Conclusions and future prospects
Recent large-scale microarray analyses have established that the expression of hundreds of genes is altered in Arabidopsis in response to low temperature. A major goal now is to organize these genes into regulons, determining the transcription factors that control their expression and the roles that the regulons have in freezing tolerance and other aspects of growth and survival at low temperature. To date, two partially overlapping regulatory pathways with roles in cold acclimation have been described, the CBF and ZAT12 cold-response pathways. Current evidence indicates that the CBF pathway has a much greater effect on freezing tolerance than the ZAT12 pathway, although their relative contributions to chilling tolerance and other stresses associated with low temperature remain to be determined. In addition, there is strong evidence to indicate that Arabidopsis has additional cold-response pathways that may contribute to freezing tolerance, including the ones involving action of the HOS9 and HOS10 transcription factors and the Eskimo1 protein.

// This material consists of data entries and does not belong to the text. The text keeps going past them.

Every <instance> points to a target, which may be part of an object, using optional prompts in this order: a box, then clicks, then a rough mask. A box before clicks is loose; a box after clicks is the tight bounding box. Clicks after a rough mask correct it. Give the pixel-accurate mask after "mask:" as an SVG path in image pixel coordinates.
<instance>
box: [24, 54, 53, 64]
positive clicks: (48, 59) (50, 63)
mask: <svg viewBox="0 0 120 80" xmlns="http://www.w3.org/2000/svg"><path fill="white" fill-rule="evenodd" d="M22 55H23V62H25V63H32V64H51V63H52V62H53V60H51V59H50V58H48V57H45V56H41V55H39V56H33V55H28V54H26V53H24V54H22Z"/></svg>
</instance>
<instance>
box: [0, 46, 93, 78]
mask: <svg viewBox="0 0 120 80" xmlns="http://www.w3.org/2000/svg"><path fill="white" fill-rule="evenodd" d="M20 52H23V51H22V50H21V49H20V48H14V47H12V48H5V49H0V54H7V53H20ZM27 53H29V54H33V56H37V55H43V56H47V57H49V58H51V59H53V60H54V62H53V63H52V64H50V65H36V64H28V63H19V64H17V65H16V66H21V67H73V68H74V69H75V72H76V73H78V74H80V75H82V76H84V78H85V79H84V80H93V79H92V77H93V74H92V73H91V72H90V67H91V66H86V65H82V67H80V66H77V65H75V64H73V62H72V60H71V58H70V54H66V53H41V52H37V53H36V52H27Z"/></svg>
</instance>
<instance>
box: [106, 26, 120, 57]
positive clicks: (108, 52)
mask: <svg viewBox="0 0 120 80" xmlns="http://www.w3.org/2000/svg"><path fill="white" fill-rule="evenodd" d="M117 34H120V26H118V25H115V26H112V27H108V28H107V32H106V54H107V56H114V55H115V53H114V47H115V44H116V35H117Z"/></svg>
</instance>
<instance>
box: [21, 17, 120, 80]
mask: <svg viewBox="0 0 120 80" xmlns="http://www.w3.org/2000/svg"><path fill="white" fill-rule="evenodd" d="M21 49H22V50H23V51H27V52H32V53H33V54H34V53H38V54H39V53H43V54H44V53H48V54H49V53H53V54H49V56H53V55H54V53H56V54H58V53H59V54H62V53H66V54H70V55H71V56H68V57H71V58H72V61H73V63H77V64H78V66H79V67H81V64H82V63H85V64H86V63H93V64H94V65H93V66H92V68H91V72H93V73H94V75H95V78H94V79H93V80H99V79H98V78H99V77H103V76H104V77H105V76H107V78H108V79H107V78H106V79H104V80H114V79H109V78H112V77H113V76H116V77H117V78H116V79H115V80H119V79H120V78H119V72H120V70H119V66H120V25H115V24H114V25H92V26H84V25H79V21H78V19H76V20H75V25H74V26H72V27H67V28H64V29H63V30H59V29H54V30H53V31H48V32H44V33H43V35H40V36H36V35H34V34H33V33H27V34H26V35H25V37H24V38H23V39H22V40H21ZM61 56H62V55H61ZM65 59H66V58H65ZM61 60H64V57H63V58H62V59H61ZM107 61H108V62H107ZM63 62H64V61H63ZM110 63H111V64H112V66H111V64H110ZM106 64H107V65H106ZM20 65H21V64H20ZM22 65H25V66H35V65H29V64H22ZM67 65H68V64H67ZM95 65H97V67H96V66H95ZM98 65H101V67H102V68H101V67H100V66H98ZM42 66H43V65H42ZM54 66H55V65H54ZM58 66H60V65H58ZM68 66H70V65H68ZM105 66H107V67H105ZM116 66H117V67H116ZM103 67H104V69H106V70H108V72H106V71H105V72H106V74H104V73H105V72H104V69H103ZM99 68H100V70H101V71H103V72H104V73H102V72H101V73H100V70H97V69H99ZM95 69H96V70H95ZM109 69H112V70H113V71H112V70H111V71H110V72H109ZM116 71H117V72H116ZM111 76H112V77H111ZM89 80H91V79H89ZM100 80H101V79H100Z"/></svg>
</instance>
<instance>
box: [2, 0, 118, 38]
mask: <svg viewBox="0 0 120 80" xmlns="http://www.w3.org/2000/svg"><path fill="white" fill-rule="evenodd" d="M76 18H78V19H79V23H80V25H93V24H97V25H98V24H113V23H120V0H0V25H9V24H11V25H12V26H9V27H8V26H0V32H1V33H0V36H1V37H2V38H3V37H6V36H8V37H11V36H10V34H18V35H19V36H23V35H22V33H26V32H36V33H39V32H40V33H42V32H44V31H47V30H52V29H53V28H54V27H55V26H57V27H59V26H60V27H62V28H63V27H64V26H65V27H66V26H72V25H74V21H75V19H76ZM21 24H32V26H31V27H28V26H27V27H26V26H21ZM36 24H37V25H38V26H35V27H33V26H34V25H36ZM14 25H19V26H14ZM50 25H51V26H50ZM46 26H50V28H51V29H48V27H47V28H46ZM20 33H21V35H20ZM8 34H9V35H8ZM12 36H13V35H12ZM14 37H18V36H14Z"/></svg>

Since the first studies demonstrating that changes in gene expression occur in response to low temperature, significant progress has been made in identifying genes that have roles in cold acclimation. Continuing to incorporate the powerful and expanding ‘omic’ technologies into the study of cold acclimation makes it likely that the next few years will bring even greater advances in our understanding of genes involved in freezing tolerance.